Na świeżo, na gorąco. Ennio udowodnił, że jest wirtuozem, geniuszem i bogiem muzyki. Jeśli teraz będę składał komuś życzenia urodzinowe nie będę życzył sto lat. Będę życzył: ,,w wieku 86 lat bądźcie w takiej formie jak Ennio".
Przy Susanna'e Rigacci rzeczywiście wypadła trochę blado. Wydawała się zdenerwowana, stąd pewnie niedociągnięcia.
Ja niestety przegapiłem koncert. Zawsze dowiem się za późno. Mam nadzieje że, będzie okazja posłuchać go na żywo.
Jest okazja 6 lutego. Bilety realizują do 2 tygodni, ale być może jeszcze by przysłali skoro nie zablokowali opcji kupna.

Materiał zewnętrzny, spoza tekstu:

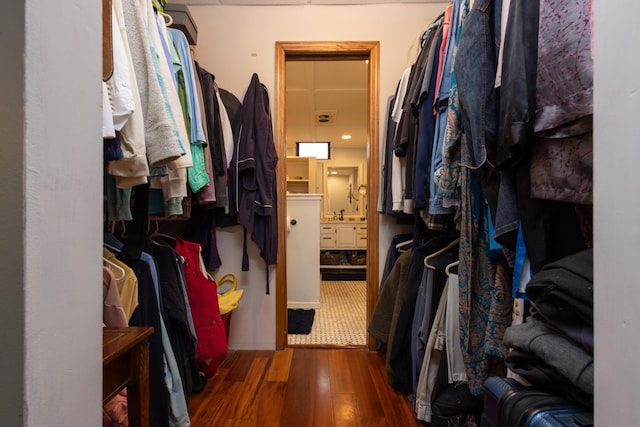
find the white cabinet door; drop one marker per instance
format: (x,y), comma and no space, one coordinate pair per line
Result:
(303,251)
(327,236)
(346,236)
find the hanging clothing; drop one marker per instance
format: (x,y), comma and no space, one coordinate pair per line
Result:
(253,175)
(203,299)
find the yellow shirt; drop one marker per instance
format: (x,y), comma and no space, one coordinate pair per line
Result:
(127,285)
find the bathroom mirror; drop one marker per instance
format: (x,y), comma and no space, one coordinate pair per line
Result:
(341,190)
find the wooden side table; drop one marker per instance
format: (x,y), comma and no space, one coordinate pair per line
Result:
(125,363)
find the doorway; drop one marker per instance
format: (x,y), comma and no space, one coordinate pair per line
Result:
(327,51)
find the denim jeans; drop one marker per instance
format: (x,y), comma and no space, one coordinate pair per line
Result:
(475,70)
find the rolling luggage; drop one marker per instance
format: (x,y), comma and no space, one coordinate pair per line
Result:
(496,390)
(510,404)
(561,417)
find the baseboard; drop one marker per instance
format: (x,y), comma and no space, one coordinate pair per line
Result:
(303,304)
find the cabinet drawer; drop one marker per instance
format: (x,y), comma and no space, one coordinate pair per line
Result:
(327,242)
(327,229)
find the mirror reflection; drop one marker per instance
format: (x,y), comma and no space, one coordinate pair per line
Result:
(341,192)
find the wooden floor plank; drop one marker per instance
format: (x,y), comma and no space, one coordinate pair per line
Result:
(280,365)
(368,400)
(309,391)
(341,372)
(345,410)
(396,406)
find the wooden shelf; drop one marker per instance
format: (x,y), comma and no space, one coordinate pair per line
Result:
(343,267)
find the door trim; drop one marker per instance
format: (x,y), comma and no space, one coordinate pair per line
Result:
(318,51)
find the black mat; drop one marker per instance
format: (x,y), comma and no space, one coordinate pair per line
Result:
(300,321)
(344,275)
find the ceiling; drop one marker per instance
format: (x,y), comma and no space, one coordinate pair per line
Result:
(325,100)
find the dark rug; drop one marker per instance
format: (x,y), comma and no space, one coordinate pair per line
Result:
(300,321)
(344,275)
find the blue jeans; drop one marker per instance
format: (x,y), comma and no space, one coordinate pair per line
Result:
(475,70)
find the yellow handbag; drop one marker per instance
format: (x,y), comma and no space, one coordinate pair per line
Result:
(228,300)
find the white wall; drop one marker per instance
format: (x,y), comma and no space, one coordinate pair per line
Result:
(236,41)
(616,212)
(50,214)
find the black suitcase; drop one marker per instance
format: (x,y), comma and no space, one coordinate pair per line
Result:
(496,389)
(570,416)
(510,404)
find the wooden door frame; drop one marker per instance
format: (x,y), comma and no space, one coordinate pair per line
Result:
(327,51)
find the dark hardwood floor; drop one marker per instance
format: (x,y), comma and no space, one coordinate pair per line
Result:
(301,387)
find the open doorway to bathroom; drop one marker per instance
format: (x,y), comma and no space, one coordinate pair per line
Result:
(326,90)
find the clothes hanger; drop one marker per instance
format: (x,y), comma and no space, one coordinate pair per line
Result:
(111,248)
(441,251)
(168,18)
(157,233)
(448,268)
(123,273)
(405,243)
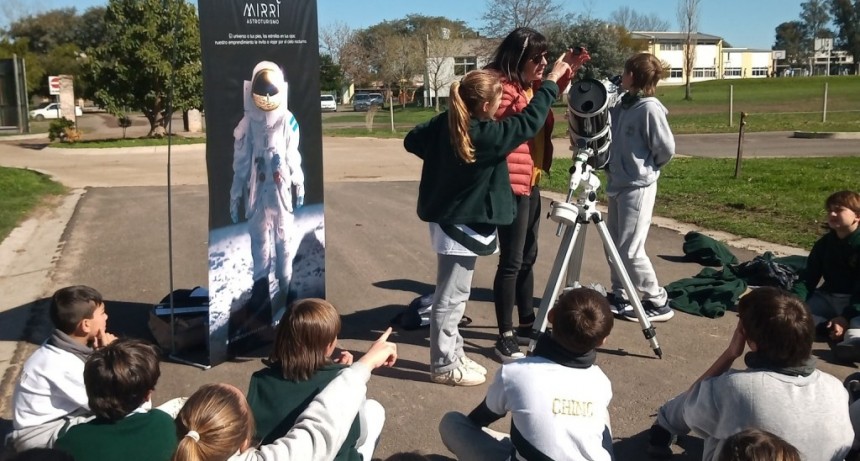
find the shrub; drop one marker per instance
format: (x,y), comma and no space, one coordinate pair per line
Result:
(57,129)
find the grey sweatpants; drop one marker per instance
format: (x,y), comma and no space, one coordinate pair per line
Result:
(453,285)
(628,222)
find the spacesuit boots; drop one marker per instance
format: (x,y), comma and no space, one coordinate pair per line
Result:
(251,325)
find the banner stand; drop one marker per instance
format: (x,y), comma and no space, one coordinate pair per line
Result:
(173,352)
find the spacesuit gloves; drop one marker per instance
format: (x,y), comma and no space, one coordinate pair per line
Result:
(234,210)
(300,195)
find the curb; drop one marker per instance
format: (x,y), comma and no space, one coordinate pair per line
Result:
(825,135)
(27,261)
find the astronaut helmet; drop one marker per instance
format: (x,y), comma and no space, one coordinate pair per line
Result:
(268,87)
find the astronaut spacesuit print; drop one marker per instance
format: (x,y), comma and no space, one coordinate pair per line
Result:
(266,174)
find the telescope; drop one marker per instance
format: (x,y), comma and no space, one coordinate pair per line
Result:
(589,121)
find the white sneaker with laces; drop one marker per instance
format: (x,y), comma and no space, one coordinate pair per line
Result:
(460,376)
(472,365)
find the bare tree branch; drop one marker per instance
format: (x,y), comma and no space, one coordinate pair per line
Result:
(688,20)
(632,20)
(334,38)
(503,16)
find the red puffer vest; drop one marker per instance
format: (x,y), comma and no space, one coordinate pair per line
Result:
(520,162)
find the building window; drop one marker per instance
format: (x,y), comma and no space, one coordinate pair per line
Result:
(704,72)
(465,64)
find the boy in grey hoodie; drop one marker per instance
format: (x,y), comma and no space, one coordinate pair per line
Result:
(642,143)
(781,391)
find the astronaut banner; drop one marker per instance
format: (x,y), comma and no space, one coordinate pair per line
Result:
(264,159)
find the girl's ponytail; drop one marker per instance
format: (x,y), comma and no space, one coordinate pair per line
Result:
(466,100)
(458,124)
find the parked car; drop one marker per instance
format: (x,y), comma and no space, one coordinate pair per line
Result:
(363,101)
(328,103)
(48,110)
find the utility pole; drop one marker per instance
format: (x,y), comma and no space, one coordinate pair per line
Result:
(427,101)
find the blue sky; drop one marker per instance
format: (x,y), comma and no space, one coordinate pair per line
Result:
(743,23)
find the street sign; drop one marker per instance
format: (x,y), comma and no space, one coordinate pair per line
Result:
(54,84)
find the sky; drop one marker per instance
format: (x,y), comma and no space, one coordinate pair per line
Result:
(742,23)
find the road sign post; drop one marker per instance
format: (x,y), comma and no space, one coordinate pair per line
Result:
(54,85)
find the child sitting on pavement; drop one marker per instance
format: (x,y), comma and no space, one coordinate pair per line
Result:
(757,445)
(120,380)
(835,258)
(780,392)
(50,395)
(299,368)
(216,423)
(558,398)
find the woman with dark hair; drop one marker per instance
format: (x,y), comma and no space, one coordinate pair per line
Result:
(521,60)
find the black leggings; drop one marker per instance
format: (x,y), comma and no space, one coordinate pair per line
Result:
(514,282)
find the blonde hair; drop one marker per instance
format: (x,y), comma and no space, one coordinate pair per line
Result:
(304,333)
(756,444)
(213,425)
(647,71)
(467,98)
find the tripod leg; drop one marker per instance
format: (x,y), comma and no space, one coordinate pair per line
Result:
(555,280)
(574,269)
(615,261)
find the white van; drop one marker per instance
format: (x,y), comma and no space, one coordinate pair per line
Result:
(327,103)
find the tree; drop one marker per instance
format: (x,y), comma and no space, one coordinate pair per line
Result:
(815,17)
(846,18)
(608,44)
(789,37)
(631,20)
(688,19)
(398,63)
(331,75)
(334,40)
(149,46)
(440,53)
(503,16)
(36,74)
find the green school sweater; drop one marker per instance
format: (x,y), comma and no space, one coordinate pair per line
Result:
(454,192)
(277,402)
(149,436)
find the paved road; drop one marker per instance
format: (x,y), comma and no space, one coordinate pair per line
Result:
(115,238)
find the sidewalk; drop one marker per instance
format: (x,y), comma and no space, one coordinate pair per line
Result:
(113,236)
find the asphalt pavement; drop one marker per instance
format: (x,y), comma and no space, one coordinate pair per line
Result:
(111,232)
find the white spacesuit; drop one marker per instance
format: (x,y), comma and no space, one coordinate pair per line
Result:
(266,173)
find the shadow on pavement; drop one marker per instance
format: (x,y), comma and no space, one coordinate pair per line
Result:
(635,447)
(27,322)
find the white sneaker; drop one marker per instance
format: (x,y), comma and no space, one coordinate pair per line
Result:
(472,365)
(460,376)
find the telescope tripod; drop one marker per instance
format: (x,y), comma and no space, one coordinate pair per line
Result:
(568,261)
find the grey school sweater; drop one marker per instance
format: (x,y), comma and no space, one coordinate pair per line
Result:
(810,412)
(642,143)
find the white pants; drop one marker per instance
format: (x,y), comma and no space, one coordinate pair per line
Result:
(825,306)
(371,418)
(628,222)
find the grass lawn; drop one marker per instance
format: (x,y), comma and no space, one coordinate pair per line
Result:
(772,104)
(23,191)
(775,200)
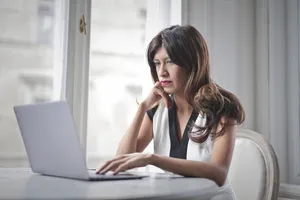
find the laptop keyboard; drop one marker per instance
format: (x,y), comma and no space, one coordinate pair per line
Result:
(110,176)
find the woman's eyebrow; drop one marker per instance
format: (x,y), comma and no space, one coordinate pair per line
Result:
(166,58)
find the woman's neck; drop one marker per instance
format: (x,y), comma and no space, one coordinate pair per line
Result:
(182,106)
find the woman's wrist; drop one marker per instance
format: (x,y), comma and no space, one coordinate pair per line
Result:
(143,106)
(153,159)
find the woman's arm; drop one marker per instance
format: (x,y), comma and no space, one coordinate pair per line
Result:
(216,169)
(140,131)
(138,135)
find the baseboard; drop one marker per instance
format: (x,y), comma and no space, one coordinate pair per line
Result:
(289,191)
(13,160)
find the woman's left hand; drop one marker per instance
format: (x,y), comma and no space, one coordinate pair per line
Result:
(125,162)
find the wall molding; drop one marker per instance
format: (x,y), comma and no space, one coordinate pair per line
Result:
(289,191)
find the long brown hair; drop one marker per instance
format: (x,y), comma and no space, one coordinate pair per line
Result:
(187,48)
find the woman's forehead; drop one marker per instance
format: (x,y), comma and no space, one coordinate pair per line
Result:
(161,54)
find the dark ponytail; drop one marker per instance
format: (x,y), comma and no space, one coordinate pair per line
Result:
(220,107)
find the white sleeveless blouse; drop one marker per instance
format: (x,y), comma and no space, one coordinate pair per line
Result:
(195,151)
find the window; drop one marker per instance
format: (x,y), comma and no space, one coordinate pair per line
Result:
(118,73)
(28,66)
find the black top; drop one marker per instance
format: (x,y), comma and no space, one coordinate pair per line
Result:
(178,148)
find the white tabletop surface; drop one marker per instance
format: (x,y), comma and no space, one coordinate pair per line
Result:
(20,183)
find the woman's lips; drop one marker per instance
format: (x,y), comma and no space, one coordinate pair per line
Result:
(165,83)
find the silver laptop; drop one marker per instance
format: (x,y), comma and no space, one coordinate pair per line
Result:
(52,143)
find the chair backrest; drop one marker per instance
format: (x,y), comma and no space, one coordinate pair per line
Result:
(254,171)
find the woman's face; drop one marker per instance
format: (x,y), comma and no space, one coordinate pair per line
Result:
(172,77)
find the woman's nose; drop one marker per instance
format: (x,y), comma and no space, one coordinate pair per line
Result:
(162,71)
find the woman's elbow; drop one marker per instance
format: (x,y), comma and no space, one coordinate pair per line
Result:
(221,177)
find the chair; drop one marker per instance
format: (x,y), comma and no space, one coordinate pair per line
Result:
(254,171)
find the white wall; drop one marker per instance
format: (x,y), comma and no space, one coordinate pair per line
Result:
(254,48)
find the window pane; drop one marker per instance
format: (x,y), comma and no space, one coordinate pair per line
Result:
(27,70)
(118,72)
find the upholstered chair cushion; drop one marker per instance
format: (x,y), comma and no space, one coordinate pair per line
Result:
(254,173)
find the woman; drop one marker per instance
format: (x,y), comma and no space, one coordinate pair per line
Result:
(190,118)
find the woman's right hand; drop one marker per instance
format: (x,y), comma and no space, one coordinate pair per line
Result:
(157,93)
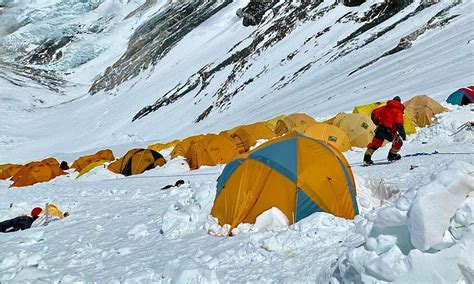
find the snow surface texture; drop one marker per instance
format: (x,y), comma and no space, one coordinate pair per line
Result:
(299,61)
(127,229)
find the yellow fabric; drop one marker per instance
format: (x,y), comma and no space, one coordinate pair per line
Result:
(35,172)
(272,122)
(330,134)
(291,122)
(54,166)
(117,166)
(367,109)
(358,127)
(82,162)
(250,191)
(53,210)
(246,136)
(210,151)
(91,167)
(336,121)
(142,160)
(182,147)
(160,146)
(255,187)
(422,109)
(9,170)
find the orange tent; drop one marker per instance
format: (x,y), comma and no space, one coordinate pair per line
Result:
(82,162)
(137,161)
(35,172)
(246,136)
(210,151)
(273,121)
(329,134)
(422,109)
(160,146)
(293,122)
(9,170)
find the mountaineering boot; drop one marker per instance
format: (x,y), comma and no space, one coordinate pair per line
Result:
(393,156)
(368,160)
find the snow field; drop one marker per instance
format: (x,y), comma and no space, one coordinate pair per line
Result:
(127,229)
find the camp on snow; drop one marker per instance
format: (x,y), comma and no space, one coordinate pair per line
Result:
(463,96)
(294,173)
(35,172)
(137,161)
(422,109)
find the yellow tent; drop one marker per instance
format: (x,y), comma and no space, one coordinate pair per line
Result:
(91,167)
(422,109)
(53,210)
(367,109)
(292,122)
(273,121)
(160,146)
(358,127)
(136,161)
(82,162)
(246,136)
(9,170)
(210,151)
(35,172)
(294,173)
(330,134)
(182,147)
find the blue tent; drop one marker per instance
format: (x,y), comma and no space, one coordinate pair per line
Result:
(462,96)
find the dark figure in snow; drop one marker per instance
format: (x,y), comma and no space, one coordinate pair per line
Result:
(389,121)
(64,166)
(20,222)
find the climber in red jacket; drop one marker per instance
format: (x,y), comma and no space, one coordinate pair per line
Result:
(389,121)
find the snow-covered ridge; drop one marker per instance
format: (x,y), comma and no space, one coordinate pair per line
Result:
(416,216)
(215,73)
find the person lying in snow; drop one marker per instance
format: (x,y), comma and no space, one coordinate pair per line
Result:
(39,217)
(389,121)
(20,222)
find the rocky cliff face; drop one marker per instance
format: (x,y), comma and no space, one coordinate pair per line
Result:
(281,20)
(285,42)
(155,38)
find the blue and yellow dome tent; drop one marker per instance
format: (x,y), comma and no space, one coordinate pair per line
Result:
(297,174)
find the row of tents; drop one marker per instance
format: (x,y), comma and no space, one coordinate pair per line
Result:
(343,131)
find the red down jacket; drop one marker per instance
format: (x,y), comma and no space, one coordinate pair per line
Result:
(389,114)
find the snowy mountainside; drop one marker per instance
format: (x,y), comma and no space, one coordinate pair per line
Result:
(131,75)
(127,229)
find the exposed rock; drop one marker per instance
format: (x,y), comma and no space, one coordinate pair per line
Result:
(155,39)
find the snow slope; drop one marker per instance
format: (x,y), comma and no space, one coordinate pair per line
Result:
(127,229)
(223,74)
(59,97)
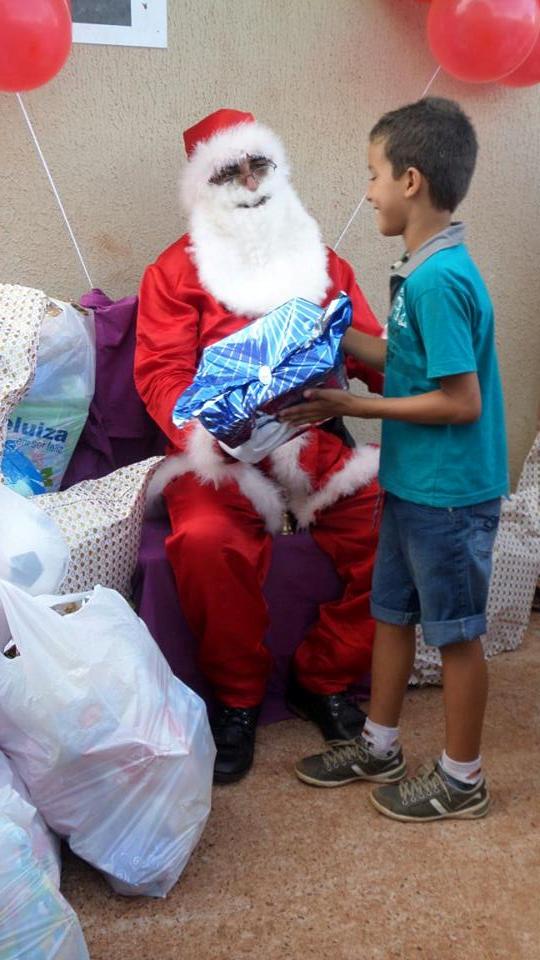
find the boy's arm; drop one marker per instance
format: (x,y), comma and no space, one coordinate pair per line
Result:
(457,401)
(366,348)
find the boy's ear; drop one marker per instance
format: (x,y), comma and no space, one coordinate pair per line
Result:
(413,181)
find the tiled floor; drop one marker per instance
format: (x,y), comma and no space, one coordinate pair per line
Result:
(288,872)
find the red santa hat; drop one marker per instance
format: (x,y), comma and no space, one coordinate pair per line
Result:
(221,139)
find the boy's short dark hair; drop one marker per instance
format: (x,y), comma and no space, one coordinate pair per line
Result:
(436,137)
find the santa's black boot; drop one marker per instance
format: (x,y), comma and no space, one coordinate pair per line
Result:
(234,735)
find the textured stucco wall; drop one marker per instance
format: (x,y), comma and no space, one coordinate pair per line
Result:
(320,72)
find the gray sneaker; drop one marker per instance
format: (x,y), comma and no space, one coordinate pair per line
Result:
(431,795)
(347,761)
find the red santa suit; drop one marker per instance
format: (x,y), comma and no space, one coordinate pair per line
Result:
(246,253)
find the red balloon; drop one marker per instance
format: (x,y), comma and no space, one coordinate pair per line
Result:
(529,71)
(35,40)
(482,40)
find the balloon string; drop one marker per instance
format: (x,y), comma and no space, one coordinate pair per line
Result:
(53,187)
(359,206)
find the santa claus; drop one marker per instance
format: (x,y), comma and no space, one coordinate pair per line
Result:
(252,246)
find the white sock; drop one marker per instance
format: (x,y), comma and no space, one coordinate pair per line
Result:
(382,740)
(469,773)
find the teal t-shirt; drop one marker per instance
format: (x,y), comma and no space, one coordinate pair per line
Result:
(441,323)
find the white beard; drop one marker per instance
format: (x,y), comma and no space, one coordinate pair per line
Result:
(253,260)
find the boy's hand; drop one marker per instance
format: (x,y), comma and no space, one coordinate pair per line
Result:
(321,405)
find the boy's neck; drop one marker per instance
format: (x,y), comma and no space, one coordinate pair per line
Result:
(423,226)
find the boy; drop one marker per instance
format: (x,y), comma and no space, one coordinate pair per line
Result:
(443,467)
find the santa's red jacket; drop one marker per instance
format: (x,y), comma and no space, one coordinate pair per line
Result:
(177,319)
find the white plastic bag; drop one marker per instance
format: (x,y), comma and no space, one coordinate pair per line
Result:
(33,552)
(116,752)
(36,923)
(48,421)
(15,802)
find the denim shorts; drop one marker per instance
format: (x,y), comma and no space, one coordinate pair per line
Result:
(433,567)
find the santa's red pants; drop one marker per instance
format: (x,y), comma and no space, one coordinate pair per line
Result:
(220,552)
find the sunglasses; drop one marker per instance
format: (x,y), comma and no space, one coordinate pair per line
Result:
(258,167)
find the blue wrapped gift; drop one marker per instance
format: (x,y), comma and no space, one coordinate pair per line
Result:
(244,380)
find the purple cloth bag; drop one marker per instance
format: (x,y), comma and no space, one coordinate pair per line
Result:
(118,430)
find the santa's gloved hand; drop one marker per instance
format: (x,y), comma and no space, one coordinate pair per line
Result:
(264,438)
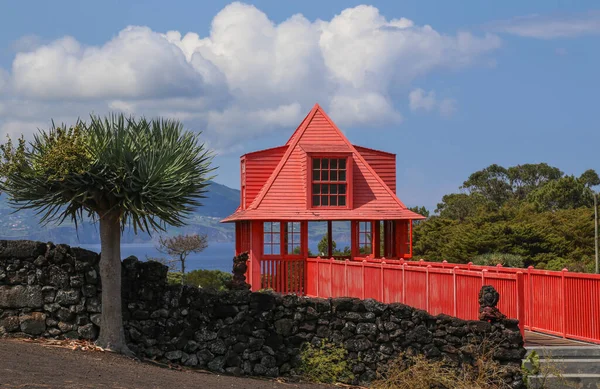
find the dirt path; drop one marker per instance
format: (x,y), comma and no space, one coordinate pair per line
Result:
(34,365)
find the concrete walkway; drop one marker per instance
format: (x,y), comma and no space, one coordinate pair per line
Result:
(33,365)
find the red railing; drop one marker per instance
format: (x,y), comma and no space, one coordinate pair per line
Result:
(282,275)
(553,302)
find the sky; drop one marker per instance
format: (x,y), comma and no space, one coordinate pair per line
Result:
(450,87)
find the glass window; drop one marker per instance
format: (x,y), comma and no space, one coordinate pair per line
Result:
(329,182)
(271,238)
(292,237)
(365,238)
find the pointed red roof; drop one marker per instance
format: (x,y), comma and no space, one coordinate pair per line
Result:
(284,194)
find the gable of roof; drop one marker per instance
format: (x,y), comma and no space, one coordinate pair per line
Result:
(289,178)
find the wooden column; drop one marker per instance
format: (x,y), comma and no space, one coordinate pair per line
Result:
(354,238)
(329,239)
(376,241)
(402,243)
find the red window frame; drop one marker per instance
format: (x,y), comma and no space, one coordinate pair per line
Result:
(275,244)
(271,239)
(338,156)
(365,237)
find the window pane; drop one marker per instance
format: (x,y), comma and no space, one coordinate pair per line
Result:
(316,201)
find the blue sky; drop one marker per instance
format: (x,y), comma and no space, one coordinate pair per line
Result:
(450,89)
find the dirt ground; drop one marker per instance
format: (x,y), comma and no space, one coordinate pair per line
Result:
(38,365)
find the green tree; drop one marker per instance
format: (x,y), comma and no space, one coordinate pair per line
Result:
(323,246)
(461,206)
(493,183)
(528,177)
(118,170)
(565,193)
(180,246)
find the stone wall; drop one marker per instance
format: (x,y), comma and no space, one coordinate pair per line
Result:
(53,291)
(48,290)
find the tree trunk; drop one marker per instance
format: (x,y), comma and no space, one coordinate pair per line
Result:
(182,259)
(112,336)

Z drugiej strony do koncertu właśnie 14 dni, więc na dwoje babka wróżyła...
http://www.eventim.pl/ennio-morricone-60-years-of-music-tour-2017-krakow-bilety. html?affiliate=PLE&doc=artistPages%2Ftickets&fun=artist&action=ticke ts&key=1610915%248138493&jumpIn=yTix&kuid=467434&from=erdetaila
Ja już przebieram nogami....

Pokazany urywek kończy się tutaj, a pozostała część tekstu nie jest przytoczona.